Who likes salty crunchy foods (frantically waving hands high over here)?! And any of you not able to eat nuts, don’t want all the typically added junk or just craving a cleaner cracker? Then you’ve come to the right place, my friends, because I have a new recipe that I’m super totally stoked about: Nut-free paleo crackers. Let’s take a look!
If you would’ve asked me some time ago if I would’ve thought I’d be making my own crackers, I’d say you were nuts (pardon the pun). Back in the day (years and years ago when I could eat gluten), I was a Wheat-Thin addict. Seriously. I’ve also had a serious relationship (shhh) with pretzels, regular and gluten-free. And I have been known to love me some Simple Mills Seed Crackers as of recent. But while I totally appreciate their products, they tend to get expensive and you know, I kinda like to eat them – a lot (sheepish grin). Which is not great on the pocketbook. So I wanted to make my own. And damn – the end result is goooood, if I do say so myself. The bonus? They’re simple to make.
About this nut free paleo cracker recipe
- Super easy and quick to make
- Grain (and therefore gluten) free
- Wonderful when eaten alone (warning: these are dangerous!)
- Delicious served with a dip such as this guacamole or this dip
- Full of healthy fats and fiber
- Versatile – change up the seasonings and make them your own!
What you will need to make nut free paleo crackers
- A high-speed blender helps break down the seeds into a more flour-y consistency so that they don’t taste so seedy.
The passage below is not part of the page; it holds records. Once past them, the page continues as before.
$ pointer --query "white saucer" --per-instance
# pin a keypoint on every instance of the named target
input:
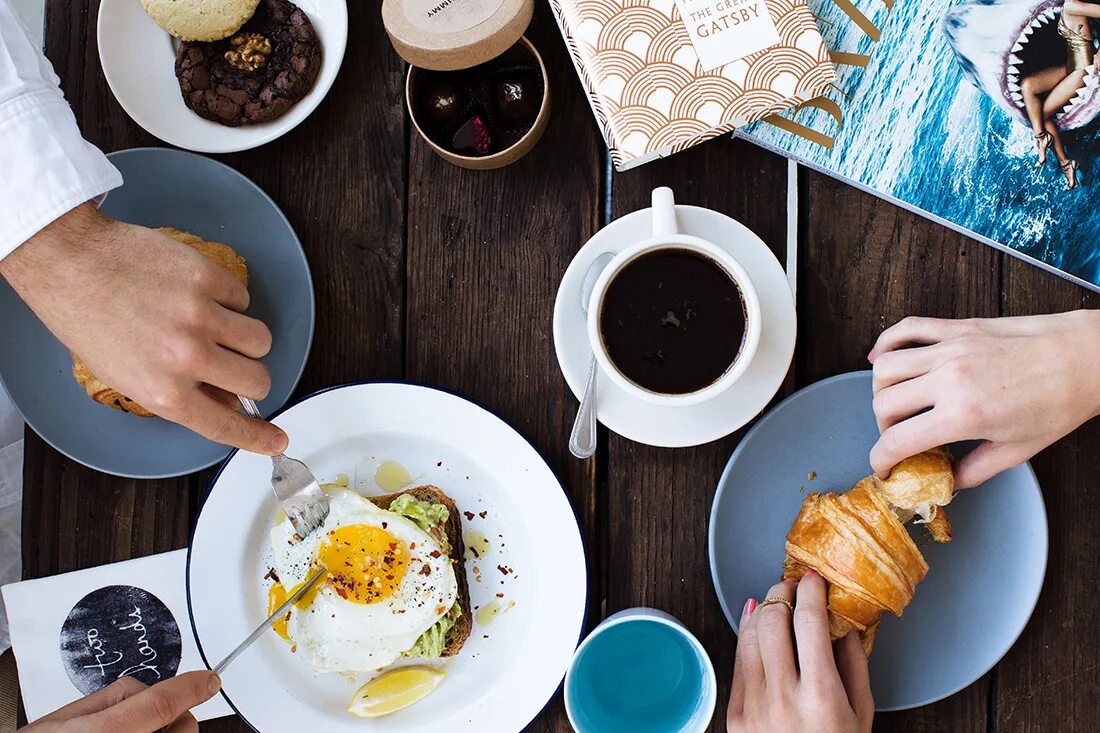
(678, 427)
(139, 62)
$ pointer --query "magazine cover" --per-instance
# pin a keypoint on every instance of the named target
(978, 113)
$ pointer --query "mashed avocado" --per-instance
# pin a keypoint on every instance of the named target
(431, 643)
(429, 516)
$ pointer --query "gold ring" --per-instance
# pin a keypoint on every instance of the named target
(776, 599)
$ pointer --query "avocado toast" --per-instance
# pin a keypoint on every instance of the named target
(448, 533)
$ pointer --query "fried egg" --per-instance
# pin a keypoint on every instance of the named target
(388, 582)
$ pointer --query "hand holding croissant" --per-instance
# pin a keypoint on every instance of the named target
(857, 542)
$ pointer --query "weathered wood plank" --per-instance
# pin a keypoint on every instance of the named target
(486, 251)
(1049, 679)
(658, 501)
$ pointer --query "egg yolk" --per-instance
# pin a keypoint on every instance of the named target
(365, 562)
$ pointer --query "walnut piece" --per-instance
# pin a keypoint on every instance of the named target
(249, 52)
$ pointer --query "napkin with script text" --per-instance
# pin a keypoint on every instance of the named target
(664, 75)
(78, 632)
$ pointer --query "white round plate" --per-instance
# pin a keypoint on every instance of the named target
(507, 670)
(139, 62)
(675, 427)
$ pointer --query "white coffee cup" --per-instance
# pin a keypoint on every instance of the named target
(666, 236)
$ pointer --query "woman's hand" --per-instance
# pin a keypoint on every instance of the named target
(1019, 384)
(153, 318)
(129, 707)
(798, 684)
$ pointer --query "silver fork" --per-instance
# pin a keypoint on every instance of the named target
(297, 490)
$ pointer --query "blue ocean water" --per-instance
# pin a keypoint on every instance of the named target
(640, 676)
(917, 130)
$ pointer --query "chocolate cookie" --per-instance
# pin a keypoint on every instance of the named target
(255, 75)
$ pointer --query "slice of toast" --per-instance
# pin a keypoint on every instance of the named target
(461, 630)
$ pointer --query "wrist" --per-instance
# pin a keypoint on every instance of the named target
(41, 262)
(1087, 346)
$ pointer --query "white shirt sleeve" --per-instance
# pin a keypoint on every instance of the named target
(46, 167)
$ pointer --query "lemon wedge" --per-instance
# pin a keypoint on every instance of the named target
(395, 690)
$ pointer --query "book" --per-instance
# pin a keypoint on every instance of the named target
(930, 111)
(664, 75)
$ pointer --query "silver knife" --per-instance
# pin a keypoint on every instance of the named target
(264, 626)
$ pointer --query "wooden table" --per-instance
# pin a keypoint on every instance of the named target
(431, 273)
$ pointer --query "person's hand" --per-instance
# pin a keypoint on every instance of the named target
(798, 684)
(1019, 384)
(152, 318)
(129, 707)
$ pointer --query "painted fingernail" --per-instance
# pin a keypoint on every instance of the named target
(279, 442)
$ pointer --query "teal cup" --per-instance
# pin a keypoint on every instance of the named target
(640, 671)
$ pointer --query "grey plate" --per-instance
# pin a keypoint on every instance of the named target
(980, 590)
(166, 188)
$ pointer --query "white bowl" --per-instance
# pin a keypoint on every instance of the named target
(139, 62)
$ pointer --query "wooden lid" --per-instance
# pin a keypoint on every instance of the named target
(452, 34)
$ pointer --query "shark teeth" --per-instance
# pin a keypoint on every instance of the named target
(1012, 69)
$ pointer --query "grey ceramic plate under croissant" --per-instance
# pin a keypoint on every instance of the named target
(166, 188)
(980, 589)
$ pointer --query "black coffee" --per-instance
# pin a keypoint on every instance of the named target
(672, 320)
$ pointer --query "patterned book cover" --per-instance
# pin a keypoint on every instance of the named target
(936, 108)
(664, 75)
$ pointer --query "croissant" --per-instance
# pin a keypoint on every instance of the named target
(858, 543)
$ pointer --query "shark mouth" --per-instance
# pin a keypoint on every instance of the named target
(1000, 43)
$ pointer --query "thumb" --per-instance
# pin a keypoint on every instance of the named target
(986, 461)
(851, 664)
(157, 707)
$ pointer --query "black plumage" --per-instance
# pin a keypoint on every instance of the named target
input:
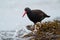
(35, 15)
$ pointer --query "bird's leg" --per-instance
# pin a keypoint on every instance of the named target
(36, 27)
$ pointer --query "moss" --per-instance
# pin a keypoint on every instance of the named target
(46, 31)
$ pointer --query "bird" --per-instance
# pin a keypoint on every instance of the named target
(35, 15)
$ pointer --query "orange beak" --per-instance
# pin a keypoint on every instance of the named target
(24, 14)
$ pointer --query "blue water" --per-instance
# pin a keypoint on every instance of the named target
(11, 12)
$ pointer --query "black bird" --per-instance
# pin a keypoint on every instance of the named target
(35, 15)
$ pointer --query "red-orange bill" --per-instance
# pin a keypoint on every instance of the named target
(24, 14)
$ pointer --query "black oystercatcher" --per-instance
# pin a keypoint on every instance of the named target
(35, 15)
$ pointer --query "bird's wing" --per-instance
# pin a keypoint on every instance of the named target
(39, 12)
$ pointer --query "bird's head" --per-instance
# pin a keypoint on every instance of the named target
(27, 9)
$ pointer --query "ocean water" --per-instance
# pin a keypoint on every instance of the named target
(11, 12)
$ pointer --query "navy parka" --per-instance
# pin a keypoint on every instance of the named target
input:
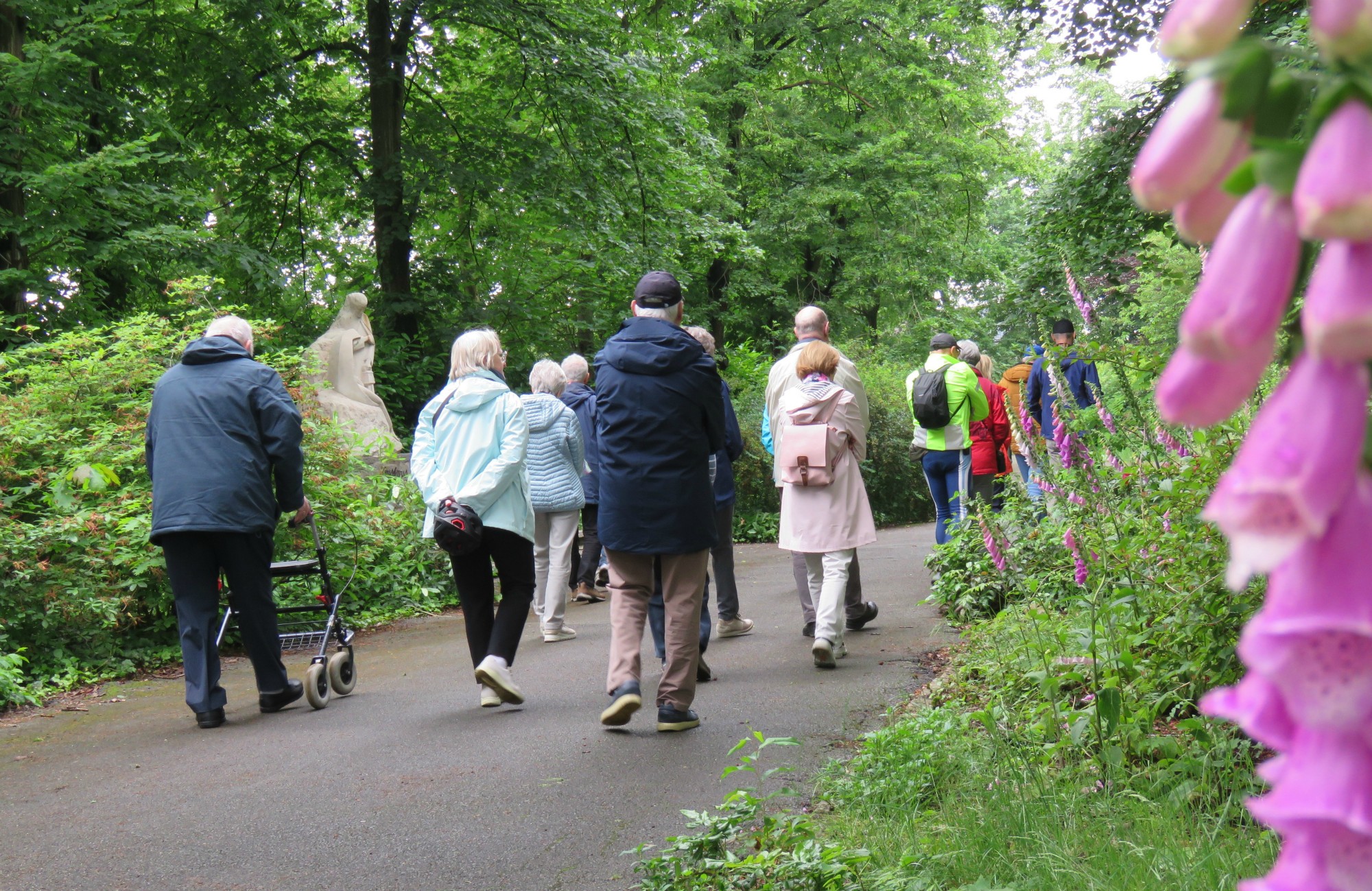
(661, 414)
(223, 443)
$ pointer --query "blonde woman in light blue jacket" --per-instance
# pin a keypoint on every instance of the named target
(556, 462)
(470, 446)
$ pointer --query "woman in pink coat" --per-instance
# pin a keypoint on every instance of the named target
(825, 523)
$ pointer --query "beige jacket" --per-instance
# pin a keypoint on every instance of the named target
(783, 379)
(835, 517)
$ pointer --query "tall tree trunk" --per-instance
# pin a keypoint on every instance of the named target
(388, 48)
(14, 254)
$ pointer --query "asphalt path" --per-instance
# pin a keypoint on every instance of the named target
(410, 785)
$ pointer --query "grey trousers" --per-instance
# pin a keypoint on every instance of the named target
(194, 562)
(722, 558)
(853, 597)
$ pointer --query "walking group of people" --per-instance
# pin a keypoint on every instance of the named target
(969, 431)
(641, 465)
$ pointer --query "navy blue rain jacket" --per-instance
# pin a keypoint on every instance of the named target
(223, 443)
(661, 416)
(581, 399)
(726, 457)
(1080, 377)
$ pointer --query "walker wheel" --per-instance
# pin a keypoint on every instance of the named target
(318, 685)
(342, 672)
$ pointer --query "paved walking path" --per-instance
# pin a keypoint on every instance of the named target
(408, 785)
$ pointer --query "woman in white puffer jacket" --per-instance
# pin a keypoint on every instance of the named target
(556, 462)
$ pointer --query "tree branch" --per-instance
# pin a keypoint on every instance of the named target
(810, 82)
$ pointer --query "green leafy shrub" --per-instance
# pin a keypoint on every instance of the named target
(84, 593)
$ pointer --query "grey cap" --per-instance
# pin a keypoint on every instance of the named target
(658, 291)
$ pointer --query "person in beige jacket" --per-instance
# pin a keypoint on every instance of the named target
(812, 326)
(825, 524)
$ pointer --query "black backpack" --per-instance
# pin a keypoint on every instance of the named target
(930, 399)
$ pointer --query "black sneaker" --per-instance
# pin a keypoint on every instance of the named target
(628, 701)
(670, 720)
(869, 612)
(282, 698)
(209, 720)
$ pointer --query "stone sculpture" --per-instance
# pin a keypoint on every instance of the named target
(345, 381)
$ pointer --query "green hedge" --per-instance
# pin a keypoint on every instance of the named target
(84, 594)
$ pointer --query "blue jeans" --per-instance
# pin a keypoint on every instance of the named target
(949, 475)
(1030, 477)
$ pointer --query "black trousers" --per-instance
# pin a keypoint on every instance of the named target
(584, 568)
(490, 631)
(194, 564)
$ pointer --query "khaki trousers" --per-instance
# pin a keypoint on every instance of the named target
(630, 589)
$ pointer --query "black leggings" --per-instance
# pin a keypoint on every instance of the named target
(490, 631)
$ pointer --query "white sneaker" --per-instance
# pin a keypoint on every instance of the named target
(735, 627)
(824, 653)
(496, 674)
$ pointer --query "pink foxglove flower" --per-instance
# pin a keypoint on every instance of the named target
(1256, 705)
(1296, 466)
(998, 557)
(1314, 635)
(1200, 391)
(1334, 189)
(1248, 283)
(1187, 148)
(1201, 217)
(1343, 27)
(1085, 307)
(1198, 29)
(1337, 317)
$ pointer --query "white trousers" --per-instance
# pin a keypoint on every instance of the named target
(828, 576)
(554, 535)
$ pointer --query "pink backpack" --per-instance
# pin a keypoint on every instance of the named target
(809, 454)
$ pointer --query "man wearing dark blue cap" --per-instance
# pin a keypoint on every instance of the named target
(661, 417)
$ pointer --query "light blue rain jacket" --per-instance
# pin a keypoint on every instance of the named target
(475, 454)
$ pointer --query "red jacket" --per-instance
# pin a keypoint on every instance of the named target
(991, 435)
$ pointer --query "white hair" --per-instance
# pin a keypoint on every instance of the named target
(666, 313)
(577, 369)
(705, 337)
(231, 326)
(548, 377)
(812, 320)
(474, 351)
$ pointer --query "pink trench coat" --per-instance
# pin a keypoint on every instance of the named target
(835, 517)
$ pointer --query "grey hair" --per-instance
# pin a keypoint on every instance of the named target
(548, 377)
(231, 326)
(666, 313)
(474, 351)
(577, 369)
(705, 337)
(812, 321)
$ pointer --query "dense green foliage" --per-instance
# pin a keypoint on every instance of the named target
(84, 594)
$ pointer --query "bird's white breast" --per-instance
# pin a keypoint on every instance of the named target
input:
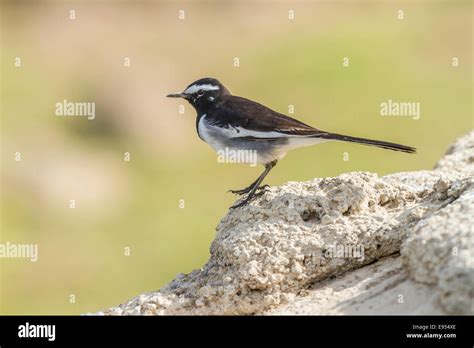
(211, 134)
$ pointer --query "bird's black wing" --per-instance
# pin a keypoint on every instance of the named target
(252, 116)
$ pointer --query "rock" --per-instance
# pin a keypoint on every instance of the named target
(353, 244)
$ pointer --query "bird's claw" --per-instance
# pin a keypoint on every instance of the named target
(262, 190)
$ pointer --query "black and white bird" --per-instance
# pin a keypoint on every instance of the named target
(226, 121)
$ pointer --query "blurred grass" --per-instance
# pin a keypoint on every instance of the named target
(136, 204)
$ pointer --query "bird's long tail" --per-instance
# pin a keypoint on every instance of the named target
(378, 143)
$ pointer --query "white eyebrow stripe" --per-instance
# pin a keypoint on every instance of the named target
(194, 88)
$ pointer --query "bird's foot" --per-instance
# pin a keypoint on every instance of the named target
(247, 190)
(250, 198)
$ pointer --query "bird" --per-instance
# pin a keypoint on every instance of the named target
(226, 121)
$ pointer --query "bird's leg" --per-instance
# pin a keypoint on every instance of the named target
(256, 184)
(247, 189)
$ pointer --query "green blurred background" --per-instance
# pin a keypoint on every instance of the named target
(136, 204)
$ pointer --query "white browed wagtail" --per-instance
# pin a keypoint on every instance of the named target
(226, 121)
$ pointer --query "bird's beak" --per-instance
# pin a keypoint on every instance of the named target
(177, 95)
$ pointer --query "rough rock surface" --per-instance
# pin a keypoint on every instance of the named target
(355, 244)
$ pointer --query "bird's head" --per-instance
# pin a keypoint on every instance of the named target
(203, 92)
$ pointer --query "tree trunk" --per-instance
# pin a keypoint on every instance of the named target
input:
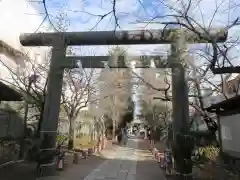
(71, 133)
(114, 130)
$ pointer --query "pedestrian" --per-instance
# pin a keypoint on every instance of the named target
(119, 137)
(124, 135)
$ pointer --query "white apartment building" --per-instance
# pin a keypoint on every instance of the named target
(16, 17)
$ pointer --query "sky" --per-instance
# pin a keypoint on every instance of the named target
(83, 15)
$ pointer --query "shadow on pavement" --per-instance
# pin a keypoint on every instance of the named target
(98, 166)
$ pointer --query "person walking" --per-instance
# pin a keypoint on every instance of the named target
(124, 135)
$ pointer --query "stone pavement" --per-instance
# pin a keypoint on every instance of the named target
(132, 162)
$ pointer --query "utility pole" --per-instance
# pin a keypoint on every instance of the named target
(180, 105)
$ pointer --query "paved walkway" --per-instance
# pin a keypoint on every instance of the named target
(133, 162)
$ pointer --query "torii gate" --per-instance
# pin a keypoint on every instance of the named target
(60, 40)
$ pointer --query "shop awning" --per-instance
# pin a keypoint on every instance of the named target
(9, 94)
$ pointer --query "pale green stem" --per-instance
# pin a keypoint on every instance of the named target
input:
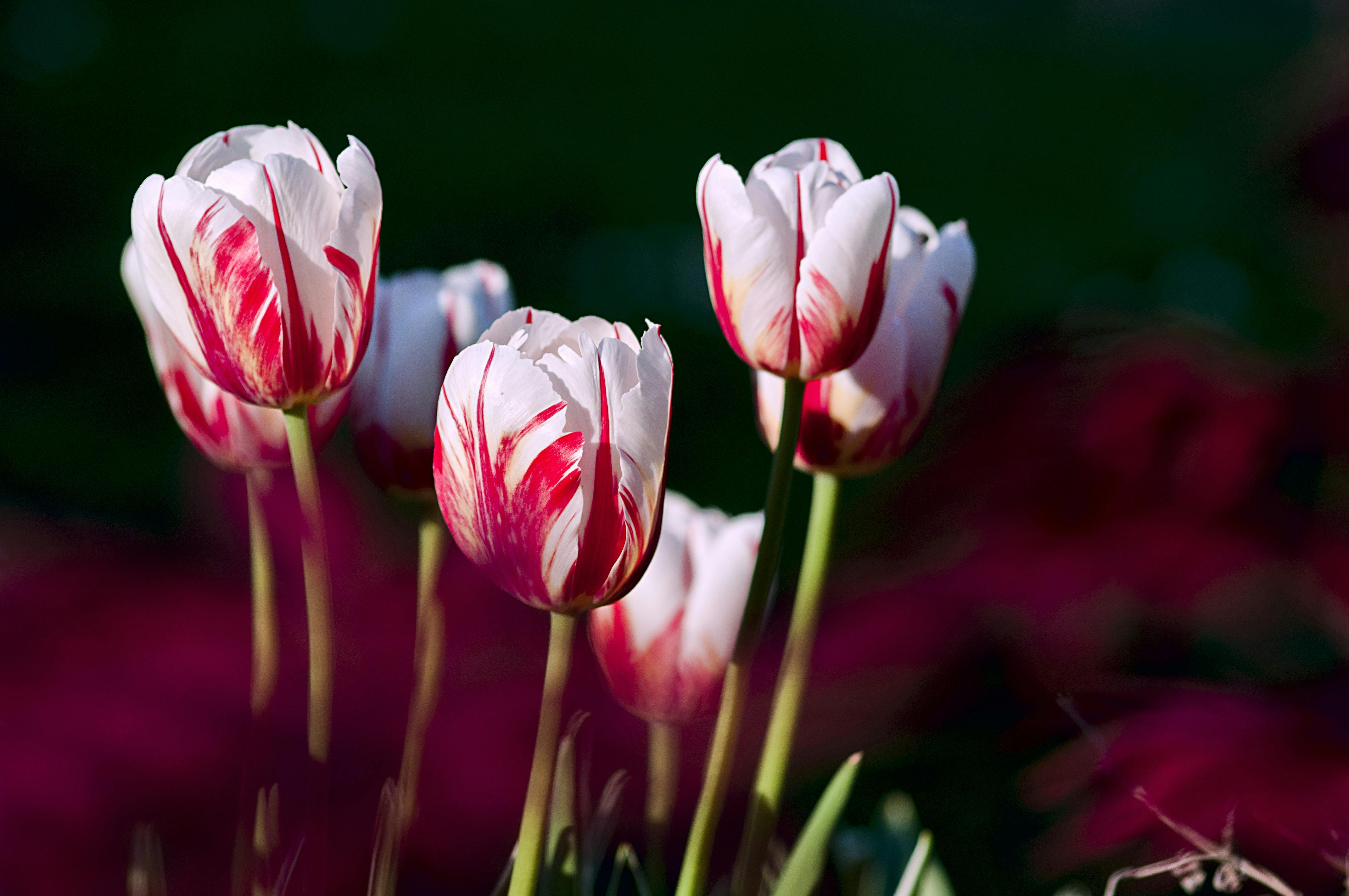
(662, 787)
(428, 662)
(264, 598)
(721, 752)
(313, 544)
(791, 686)
(524, 879)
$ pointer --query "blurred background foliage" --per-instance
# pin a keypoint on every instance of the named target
(1124, 165)
(1115, 153)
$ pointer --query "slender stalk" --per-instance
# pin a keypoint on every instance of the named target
(531, 845)
(313, 543)
(791, 686)
(721, 752)
(265, 664)
(428, 662)
(264, 598)
(662, 787)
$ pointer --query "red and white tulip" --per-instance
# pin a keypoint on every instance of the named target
(798, 257)
(423, 319)
(859, 420)
(666, 647)
(550, 461)
(234, 435)
(261, 255)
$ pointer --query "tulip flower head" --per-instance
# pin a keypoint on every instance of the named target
(666, 647)
(550, 459)
(422, 320)
(798, 257)
(860, 420)
(261, 257)
(234, 435)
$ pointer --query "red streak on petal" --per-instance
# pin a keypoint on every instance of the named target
(297, 362)
(235, 292)
(315, 150)
(794, 341)
(838, 341)
(603, 539)
(822, 436)
(715, 283)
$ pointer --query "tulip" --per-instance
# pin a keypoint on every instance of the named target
(798, 261)
(261, 257)
(852, 423)
(797, 257)
(863, 419)
(231, 434)
(664, 648)
(422, 320)
(550, 458)
(550, 465)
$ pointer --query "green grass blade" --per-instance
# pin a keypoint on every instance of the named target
(806, 864)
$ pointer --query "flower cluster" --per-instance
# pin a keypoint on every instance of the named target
(541, 443)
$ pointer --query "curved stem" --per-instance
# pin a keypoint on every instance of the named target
(791, 686)
(529, 851)
(313, 543)
(662, 787)
(429, 660)
(264, 598)
(721, 752)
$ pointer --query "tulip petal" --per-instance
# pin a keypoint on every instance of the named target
(842, 289)
(219, 150)
(354, 251)
(208, 280)
(644, 423)
(798, 154)
(230, 432)
(509, 474)
(722, 554)
(751, 255)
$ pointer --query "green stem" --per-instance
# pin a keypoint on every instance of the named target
(524, 879)
(662, 787)
(313, 544)
(428, 662)
(791, 686)
(264, 598)
(721, 752)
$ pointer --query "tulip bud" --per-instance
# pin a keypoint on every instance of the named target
(666, 647)
(863, 419)
(422, 320)
(797, 257)
(261, 257)
(234, 435)
(550, 459)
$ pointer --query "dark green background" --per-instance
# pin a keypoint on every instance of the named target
(1101, 152)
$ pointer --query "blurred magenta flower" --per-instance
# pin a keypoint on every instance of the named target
(232, 434)
(861, 419)
(1277, 763)
(664, 648)
(422, 320)
(797, 257)
(550, 461)
(261, 255)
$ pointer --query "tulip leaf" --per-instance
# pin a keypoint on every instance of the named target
(806, 864)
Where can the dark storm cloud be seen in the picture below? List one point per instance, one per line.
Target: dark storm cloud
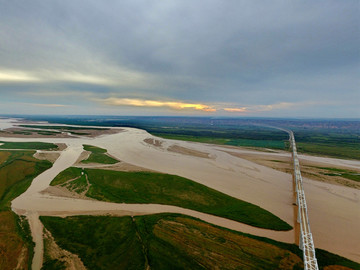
(239, 52)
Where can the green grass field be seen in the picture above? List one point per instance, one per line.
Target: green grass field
(28, 145)
(170, 241)
(62, 127)
(146, 187)
(98, 155)
(17, 170)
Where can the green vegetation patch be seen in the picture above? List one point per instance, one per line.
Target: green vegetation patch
(98, 155)
(101, 242)
(63, 127)
(17, 171)
(28, 145)
(348, 174)
(146, 187)
(172, 241)
(257, 143)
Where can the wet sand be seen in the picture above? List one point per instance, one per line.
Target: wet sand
(333, 210)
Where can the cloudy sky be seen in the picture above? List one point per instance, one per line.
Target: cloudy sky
(186, 57)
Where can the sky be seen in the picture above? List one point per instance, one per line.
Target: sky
(209, 58)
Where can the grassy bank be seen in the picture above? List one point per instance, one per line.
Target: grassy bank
(169, 241)
(28, 145)
(146, 187)
(98, 155)
(17, 170)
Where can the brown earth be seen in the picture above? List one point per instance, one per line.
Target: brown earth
(54, 252)
(186, 151)
(52, 157)
(309, 169)
(154, 142)
(14, 253)
(215, 248)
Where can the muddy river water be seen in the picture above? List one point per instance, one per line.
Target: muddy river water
(333, 210)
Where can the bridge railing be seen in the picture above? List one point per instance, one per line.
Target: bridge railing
(306, 243)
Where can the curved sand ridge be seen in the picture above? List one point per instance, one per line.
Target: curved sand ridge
(333, 210)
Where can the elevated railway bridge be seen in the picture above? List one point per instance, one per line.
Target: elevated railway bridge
(306, 243)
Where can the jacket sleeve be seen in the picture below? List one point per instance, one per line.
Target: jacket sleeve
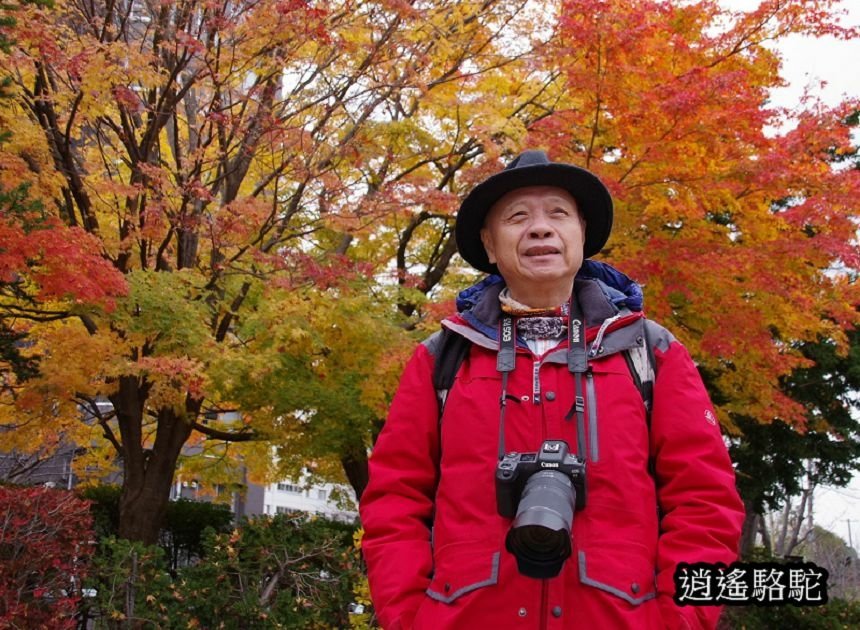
(397, 505)
(701, 511)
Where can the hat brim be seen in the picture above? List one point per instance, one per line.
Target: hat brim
(592, 199)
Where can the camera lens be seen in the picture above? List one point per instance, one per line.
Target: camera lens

While I haven’t tried it, I’m guessing that a food processor would work as well.
- Silpat non-stick baking sheets help ensure that the crackers cook evenly without fear of sticking.
- Make sure to mix the cracker “dough” with a spatula for best results.
- Cassava flour is gluten and grain-free and a great alternative in this type of baking!
- I topped mine with Trader Joe’s Everything But the Bagel Seasoning Blend and they were deeeelish. If you don’t have a TJ’s near you, click the link I just shared to buy or try adding 1/2 tsp onion flakes or powder and 1/2 tsp garlic powder. Or whatever seasonings strike your fancy!
- Top your dough with wax paper to avoid sticking on the rolling pin.
***I noted it in the recipe, but you’ll want to let your dough chill in the fridge for 30 minutes before rolling it. This helps avoid stickiness.
Delightlfully crunchy and tasty nut-free paleo crackers are perfect for dipping, snacking and on-the-go.
Preheat oven to 350 degrees F. Line a baking sheet (or two) with a Silpat.
In a high-speed blender (a food processor will likely also work), grind the sunflower, pumpkin, flax and chia seeds together (30 seconds). Dump the ground seeds into a medium-sized bowl, and add the cassava and tapioca flours as well as the salt. Mix to combine.
Add the water and mix together with a spatula. Dough will be thick. IMPORTANT: Put dough in refrigerator for 30 minutes before removing to roll out.
Place chilled dough on the prepared baking sheet (on top of Silpat) and place a piece of wax paper on top of the dough. Roll with a rolling pin until dough is the thickness of a cracker.
Remove wax paper, and sprinkle seasoning on top. Very gently press seasoning into cracker dough.
Cut with a pizza cutter into cracker shapes before placing in preheated oven for 45 minutes. Check crackers around the 40 minute mark to ensure they are not browning too much. Let cool and enjoy!
I like using a pizza cutter to make square shapes, but I’m sure that other cookie cutters would work well, too. You could even use the top of a round glass if you wanted circular nut free paleo crackers. What would you serve these goodies with?